The police are sitting on incriminating evidence of serious fraud involving hundreds of thousands of euros alleged to have been committed by the Education Minister’s former canvasser, but say they are still investigating.
Meanwhile the man, Edward Caruana, a former manager at the Foundation for Tomorrows’ Schools, has been building a private block of apartments in Rabat unhindered and the construction is now nearing completion.
A few weeks ago, three former top officials of the government’s Foundation for Tomorrow’s Schools made declarations to the police about the affair, this newspaper is informed.
They claimed that Mr Caruana used to solicit bribes from building contractors when he worked for the foundation as a manager in charge of school projects until he was transferred in August 2016.
The Sunday Times of Malta has also learnt that in September of last year, false invoices and other evidence of wrongdoing were presented to the police as part of a 200-page report on the case drawn up by former FTS CEO Philip Rizzo.
Yet, more than a year later, the police have yet to bring him to justice or even seize the apartment block, which police suspect may have been funded from the alleged bribes.
Asked to explain why Mr Caruana has not yet been arraigned in court, despite all the evidence that exists and following more than a year of investigations, the police said they were still looking into the case.
Mr Caruana is a former canvasser of Education Minister Evarist Bartolo, who after the 2013 election appointed him manager of school building projects at the FTS, as a person of trust.
The written declarations were made to Police Inspector Rennie Stivala by Mr Rizzo, his predecessor Anthony Muscat and former FTS official Pippo Giuliano. The three declared they were aware that Mr Caruana had on several occasions asked a contractor, Joe Carabott, for bribes.
Mr Rizzo wrote in his declaration that after receiving information about Mr Caruana, he went to meet Mr Carabott on the building site of a new school in Dingli to ask him what was going on.
“Carabott started crying and told me that he couldn’t afford to pay more money to Caruana, especially on this contract, as he did not have a high profit margin.”
Mr Caruana had also asked for a “container full of tiles”, according to what Mr Rizzo was told. All three officials reiterated that these claims were reported to the Education Minister.
In the document he presented to the police more than a year ago, Mr Rizzo says it was discovered that while acting as FTS manager of school building projects, Mr Caruana was building a block of apartments in Rabat privately.
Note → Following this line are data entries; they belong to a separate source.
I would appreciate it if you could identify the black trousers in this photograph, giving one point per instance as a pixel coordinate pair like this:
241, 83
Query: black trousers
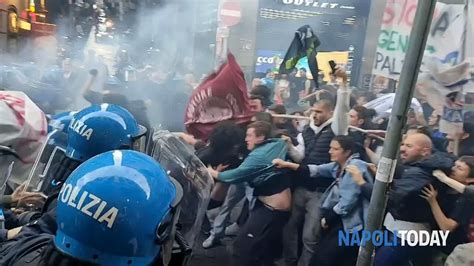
329, 253
259, 240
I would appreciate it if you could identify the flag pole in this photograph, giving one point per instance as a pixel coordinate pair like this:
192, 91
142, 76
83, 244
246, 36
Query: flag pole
408, 78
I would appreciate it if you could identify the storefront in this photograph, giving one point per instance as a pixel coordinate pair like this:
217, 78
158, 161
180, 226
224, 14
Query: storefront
340, 25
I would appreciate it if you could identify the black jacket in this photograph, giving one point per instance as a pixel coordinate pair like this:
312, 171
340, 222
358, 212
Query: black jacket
316, 152
404, 201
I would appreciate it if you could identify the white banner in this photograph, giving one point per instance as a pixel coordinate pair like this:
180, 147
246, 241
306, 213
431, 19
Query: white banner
445, 41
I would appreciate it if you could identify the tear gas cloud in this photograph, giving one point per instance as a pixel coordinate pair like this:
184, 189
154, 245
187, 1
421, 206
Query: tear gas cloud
159, 41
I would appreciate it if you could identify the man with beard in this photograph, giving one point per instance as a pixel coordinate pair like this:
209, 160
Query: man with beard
406, 210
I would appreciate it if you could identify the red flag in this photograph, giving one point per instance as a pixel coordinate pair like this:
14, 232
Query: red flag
221, 96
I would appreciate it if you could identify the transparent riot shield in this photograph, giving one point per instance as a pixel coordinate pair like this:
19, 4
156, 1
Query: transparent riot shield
179, 161
44, 172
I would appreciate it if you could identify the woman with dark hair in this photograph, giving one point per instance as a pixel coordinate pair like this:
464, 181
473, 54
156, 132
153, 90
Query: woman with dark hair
361, 117
343, 206
226, 145
453, 211
259, 239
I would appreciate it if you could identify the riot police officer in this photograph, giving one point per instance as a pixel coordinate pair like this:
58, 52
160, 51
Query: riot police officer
131, 226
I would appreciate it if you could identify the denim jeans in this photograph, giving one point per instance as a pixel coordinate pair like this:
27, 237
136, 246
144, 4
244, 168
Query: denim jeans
236, 193
304, 213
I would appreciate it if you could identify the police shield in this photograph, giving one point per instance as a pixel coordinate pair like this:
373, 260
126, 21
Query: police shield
179, 161
44, 173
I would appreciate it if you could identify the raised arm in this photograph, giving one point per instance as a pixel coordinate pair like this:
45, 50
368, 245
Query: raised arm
340, 122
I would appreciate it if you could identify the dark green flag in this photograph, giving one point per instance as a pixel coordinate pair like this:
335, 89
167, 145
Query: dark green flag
304, 44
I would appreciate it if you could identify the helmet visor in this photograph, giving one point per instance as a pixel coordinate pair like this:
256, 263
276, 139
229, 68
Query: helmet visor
180, 162
7, 162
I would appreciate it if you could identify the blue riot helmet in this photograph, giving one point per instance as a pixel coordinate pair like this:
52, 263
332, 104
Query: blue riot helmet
60, 121
100, 128
117, 208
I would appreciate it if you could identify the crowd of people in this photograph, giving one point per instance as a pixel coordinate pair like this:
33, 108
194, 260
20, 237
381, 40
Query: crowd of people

It is known that he did not take out any bank loans to finance his project. Police investigators suspect that funds, material and labour originally destined for government school projects may have been diverted to Mr Caruana’s private project.
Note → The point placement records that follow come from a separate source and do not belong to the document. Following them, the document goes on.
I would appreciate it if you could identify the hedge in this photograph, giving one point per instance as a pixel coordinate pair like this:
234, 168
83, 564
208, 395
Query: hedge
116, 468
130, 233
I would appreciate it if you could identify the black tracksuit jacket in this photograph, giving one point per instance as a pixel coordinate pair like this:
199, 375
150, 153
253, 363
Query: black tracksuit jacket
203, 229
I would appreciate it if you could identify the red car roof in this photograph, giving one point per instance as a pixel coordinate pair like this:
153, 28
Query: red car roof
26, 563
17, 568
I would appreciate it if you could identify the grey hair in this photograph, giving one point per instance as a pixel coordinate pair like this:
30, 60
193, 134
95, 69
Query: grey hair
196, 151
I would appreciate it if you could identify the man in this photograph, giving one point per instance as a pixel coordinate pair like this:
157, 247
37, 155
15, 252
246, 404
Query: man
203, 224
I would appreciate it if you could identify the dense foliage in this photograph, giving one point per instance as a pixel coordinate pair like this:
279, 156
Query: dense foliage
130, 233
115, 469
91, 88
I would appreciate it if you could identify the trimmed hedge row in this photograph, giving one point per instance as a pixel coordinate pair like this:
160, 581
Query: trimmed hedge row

Meanwhile, the more than 10 residential units in the block are at an advanced stage as works have continued practically unabated despite the corruption claims.
Neighbours told this newspaper on condition of anonymity that Mr Caruana is regularly seen on site coordinating the works.
Mr Rizzo, who was the one to blow the whistle on Mr Caruana, has said Mr Bartolo had tried for weeks to dissuade him from reporting the case to the police after he reported his findings.
The minister at first denied the claim but later admitted he had not reported the case immediately as he wanted a “smoking gun.” However, after he received another report backing up Mr Rizzo’s claims, he disowned his former canvasser and removed him from the FTS.
Yet, Mr Caruana suspended himself on full pay and is still receiving his full salary and perks. This rare auto suspension was approved by the Attorney General.
Apart from being Mr Bartolo’s former chief canvasser, Mr Caruana is also the brother of Joe Caruana, Mr Bartolo’s former Permanent Secretary.
The latter was moved sideways to the Finance Ministry after the last election.